It was as if the building was yearning to reach towards God but the people were content to sit in the pews, small and unnoticed by Man and God. It was empty inside even though it was full of people.

On one extreme we have the external trappings of beauty but emptiness inside. On the other hand a protestant sanctuary can sometimes be mistaken for a doctor's waiting room. Not one scintilla of beauty is allowed to creep in. That is, I feel, as big a mistake as worshipping the beauty of the workmanship of Man... ignoring the visual beauty of God.

I would love to have a few prints of Rembrandt or Tintoretto or even the Master of 1518 throughout the sanctuary, to remind us that God is not just Love and Justice and Righteousness but also Beauty.


----------



## Thomas2007 (Oct 15, 2008)

kalawine said:


> Ivan said:
> 
> 
> > I grew up in a Southern Baptist church that did worship the same way every Sunday. I lasted visited about a year ago and they are doing things basically the same way as they were 40 years ago. I know what you're saying, but if that isn't ritual.....
> ...



By not attempting to redefine the term ritual.


----------



## biggandyy (Oct 15, 2008)

I just realized I veered awaaay off topic in my last post.

Let's see if I can tie them both together (at least without some 550 cord)...

I suppose when the ritualism begins to creep itself ONTO objects rather than be directed UPTO God and the Lord Jesus Christ is where Protestants should have drawn the line, rather than toss away everything, ritual, beauty, and the sense of being in a place that is set aside for worship.

(ooo.. nice save )


----------



## Contra_Mundum (Oct 15, 2008)

I have no problem with decent furnishings, and well appointed architecture.

But that's where I draw the line.

There's a good reason why NT worship is "plain", and why we Reformed don't load up on the "art" and decor. That is OT style. And Paul himself tells us that all that earthly "glory" did its job, and did it well in that age: *it OBSCURED the glory of GOD.* That was one of its main functions (see 2 Cor. 3:7-18). The believer had to work harder to see past the types and shadows to the reality.

When we go to church, we are supposed to be recognizing that true worship takes place "in heaven" (Calvin). We are involved in an in-breaking of that age into this one. Our untrammeled faith-senses are hearing and seeing the Lord of Glory, as heaven an earth intersect for a worship-hour or so.

It is a significant failure of RC and EO worship, not to mention JoelOsteen and the rest of the "religious glam", that their professed intent to give people a sensual feast and thereby a "heavenly experience", is _exactly_ what will *TAKE IT AWAY*.

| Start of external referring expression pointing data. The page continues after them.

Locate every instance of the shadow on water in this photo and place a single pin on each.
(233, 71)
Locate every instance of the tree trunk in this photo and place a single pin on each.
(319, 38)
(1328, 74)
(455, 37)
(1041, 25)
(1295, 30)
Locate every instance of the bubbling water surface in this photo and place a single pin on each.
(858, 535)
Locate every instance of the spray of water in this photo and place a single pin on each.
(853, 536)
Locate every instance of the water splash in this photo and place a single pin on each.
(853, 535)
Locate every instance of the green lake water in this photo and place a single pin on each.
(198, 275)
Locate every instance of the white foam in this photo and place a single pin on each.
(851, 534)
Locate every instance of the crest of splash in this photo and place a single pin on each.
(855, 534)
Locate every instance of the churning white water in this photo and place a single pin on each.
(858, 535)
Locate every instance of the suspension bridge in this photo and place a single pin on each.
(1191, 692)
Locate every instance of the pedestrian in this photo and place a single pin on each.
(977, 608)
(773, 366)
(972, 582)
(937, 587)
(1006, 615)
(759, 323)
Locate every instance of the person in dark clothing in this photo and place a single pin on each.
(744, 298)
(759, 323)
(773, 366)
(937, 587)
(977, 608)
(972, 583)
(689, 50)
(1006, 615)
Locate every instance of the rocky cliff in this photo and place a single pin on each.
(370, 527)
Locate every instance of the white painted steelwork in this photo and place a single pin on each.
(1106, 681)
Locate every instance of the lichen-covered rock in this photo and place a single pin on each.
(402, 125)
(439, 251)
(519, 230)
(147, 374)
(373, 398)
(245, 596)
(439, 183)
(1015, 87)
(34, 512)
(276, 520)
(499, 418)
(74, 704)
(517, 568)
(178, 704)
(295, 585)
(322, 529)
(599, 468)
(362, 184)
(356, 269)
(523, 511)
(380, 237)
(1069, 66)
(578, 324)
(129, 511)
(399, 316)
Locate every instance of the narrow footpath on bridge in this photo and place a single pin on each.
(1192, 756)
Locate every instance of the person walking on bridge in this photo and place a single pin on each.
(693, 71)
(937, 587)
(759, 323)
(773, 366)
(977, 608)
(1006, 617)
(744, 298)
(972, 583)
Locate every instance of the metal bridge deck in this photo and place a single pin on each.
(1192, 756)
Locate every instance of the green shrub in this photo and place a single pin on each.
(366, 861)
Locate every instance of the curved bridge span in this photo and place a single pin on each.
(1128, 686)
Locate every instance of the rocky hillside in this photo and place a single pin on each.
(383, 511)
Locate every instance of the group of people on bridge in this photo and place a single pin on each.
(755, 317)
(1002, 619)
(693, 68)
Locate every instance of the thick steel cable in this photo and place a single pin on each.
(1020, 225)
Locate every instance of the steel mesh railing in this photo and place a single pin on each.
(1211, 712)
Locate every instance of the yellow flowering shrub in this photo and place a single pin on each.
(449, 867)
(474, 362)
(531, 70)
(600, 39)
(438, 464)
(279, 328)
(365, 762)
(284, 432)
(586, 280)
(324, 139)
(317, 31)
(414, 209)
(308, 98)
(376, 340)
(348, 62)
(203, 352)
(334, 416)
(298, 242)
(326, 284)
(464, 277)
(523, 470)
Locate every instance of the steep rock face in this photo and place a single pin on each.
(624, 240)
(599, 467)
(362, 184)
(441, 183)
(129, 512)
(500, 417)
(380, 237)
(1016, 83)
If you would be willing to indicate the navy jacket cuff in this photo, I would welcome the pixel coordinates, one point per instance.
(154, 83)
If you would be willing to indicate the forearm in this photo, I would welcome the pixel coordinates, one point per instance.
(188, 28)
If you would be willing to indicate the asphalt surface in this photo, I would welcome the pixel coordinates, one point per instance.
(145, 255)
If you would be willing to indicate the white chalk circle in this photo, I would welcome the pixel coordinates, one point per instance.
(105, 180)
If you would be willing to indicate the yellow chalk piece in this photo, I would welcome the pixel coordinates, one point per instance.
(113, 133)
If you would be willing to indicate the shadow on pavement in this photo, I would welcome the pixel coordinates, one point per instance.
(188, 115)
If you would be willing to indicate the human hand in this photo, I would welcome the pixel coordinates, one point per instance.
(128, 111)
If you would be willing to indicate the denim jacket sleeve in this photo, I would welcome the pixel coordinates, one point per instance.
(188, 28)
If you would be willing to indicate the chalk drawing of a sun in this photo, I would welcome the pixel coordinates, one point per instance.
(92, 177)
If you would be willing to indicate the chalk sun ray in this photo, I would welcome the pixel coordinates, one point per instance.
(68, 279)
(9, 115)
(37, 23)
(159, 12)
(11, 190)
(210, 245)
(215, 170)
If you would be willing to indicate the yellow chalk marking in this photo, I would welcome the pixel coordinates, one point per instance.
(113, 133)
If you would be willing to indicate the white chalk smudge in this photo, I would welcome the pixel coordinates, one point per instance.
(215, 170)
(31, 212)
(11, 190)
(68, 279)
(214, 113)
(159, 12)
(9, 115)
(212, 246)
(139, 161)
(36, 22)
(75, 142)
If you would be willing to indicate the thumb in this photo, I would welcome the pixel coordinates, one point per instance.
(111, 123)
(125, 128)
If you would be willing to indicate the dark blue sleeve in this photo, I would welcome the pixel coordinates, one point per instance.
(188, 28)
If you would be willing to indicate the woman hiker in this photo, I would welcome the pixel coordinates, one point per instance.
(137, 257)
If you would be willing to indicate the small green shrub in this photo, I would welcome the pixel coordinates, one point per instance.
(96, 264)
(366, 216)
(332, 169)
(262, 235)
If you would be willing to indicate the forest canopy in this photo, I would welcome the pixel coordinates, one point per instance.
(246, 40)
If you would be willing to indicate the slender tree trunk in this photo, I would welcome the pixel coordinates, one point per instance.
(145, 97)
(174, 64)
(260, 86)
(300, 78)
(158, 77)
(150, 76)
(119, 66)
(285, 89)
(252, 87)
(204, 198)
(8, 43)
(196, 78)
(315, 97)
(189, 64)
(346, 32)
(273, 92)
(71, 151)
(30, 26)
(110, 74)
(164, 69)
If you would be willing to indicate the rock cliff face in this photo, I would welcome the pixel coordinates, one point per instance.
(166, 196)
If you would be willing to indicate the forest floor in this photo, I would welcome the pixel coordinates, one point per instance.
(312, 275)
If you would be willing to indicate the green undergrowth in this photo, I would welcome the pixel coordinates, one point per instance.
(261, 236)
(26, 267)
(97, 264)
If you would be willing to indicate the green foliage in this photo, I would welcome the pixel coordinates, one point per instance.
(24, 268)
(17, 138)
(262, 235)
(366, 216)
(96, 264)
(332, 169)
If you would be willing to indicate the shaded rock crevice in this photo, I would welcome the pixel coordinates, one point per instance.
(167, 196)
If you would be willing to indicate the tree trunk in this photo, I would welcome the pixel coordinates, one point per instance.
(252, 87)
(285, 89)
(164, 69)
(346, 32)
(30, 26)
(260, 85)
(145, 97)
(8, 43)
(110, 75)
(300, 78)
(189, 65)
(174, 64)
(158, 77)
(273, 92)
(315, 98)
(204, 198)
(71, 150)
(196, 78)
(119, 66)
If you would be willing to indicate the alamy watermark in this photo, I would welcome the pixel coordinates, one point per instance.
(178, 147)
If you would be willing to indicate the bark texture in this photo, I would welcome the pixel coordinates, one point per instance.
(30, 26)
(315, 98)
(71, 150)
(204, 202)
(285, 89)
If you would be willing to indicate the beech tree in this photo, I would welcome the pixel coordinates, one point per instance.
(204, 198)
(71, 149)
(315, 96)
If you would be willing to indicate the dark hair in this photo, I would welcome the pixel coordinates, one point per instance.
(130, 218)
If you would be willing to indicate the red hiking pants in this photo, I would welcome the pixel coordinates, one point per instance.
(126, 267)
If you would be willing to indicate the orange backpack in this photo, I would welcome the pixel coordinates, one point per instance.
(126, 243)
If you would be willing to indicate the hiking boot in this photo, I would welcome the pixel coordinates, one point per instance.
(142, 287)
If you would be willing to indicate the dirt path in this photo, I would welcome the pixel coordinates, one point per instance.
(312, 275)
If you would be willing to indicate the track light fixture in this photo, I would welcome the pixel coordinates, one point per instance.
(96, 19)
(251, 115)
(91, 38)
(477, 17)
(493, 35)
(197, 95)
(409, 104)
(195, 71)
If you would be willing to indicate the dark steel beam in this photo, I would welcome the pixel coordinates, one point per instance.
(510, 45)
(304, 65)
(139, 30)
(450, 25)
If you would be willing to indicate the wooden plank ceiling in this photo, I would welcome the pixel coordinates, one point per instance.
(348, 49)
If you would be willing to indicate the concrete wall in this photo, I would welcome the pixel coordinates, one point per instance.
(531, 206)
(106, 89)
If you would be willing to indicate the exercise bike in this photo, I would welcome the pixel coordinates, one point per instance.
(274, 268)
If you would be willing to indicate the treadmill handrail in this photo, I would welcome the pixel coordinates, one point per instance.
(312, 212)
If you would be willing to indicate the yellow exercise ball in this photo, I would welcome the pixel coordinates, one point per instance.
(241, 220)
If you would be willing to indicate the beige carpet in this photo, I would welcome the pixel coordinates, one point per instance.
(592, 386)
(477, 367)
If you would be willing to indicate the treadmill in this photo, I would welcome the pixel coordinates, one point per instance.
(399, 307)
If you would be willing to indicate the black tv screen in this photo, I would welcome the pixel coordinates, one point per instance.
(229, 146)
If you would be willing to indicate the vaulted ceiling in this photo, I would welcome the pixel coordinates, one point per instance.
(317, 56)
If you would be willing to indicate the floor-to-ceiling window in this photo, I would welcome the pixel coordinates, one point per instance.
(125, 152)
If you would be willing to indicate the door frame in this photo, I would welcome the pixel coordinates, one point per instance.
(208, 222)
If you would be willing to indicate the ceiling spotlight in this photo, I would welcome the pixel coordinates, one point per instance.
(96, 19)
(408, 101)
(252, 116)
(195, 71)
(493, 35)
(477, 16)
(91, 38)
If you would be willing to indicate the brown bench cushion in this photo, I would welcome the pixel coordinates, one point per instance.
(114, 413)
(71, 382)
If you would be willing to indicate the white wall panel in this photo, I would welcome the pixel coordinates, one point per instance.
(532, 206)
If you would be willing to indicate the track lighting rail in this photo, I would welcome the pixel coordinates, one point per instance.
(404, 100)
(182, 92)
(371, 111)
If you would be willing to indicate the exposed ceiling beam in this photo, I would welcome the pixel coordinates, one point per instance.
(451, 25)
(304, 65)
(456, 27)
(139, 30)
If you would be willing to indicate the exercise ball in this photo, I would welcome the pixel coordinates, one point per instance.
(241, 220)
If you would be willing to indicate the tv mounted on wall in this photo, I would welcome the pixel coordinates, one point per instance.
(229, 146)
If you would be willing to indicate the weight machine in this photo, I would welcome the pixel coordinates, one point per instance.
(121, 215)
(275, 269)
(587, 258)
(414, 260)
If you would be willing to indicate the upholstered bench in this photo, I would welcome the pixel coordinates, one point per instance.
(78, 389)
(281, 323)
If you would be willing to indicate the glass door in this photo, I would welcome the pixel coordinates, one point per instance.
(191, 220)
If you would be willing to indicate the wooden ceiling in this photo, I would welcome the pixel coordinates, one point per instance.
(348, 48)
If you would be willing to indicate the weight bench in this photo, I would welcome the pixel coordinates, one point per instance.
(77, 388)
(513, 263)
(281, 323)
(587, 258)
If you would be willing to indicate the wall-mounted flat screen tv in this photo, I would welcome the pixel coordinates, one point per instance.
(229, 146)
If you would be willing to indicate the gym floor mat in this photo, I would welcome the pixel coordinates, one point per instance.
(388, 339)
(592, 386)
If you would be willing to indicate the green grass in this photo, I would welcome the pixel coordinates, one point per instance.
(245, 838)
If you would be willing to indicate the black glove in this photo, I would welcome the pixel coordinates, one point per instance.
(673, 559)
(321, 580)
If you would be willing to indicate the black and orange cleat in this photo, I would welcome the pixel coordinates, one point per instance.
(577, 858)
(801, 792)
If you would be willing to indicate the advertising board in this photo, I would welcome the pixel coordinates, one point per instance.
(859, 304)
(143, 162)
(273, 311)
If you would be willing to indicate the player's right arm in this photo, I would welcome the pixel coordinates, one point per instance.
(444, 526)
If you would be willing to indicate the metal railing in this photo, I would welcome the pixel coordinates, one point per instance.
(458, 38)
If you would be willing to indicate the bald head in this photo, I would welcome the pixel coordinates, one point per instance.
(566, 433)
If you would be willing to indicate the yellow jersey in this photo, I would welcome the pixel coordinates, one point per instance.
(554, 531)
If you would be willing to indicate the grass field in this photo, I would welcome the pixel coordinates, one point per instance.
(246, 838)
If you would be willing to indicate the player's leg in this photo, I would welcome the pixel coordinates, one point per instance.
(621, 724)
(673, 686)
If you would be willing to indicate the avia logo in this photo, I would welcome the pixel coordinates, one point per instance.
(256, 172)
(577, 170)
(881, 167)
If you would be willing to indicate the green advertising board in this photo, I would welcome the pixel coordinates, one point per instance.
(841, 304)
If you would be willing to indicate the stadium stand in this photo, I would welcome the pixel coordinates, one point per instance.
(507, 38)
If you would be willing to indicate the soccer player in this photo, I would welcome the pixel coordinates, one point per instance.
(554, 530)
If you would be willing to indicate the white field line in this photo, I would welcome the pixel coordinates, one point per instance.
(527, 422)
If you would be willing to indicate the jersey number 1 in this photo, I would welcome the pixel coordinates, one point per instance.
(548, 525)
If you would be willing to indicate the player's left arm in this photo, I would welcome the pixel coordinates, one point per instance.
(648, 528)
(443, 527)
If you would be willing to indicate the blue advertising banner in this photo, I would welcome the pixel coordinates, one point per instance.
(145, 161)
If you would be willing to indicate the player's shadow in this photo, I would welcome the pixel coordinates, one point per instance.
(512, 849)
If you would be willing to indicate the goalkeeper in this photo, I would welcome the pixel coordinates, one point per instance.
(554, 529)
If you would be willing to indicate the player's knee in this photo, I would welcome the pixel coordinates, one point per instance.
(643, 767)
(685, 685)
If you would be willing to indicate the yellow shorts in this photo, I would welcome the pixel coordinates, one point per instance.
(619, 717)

The Lutherans and the Anglicans would not go the distance. They kept the art, the statuary, the crucifix, the vestments, the gold plate, etc. The leaders gave the people what they wanted, and not what they needed (in the Puritan opinion). Reformation-lite.

Bottom line, it is your attitude going in, not the surroundings that make the difference. If you go to the plainest 18th century style meetinghouse with the proper understanding (and the Word and Sacrament in purity), realizing that there is literally next-to-nothing between you and the "world to come", nothing to block your vision, you will get a purer taste of heaven, than in any setting where the earthly beauties, sounds, or smells, distract you.


----------



## kalawine (Oct 15, 2008)

Thomas2007 said:


> kalawine said:
> 
> 
> > Ivan said:
> ...



How did I do that?


----------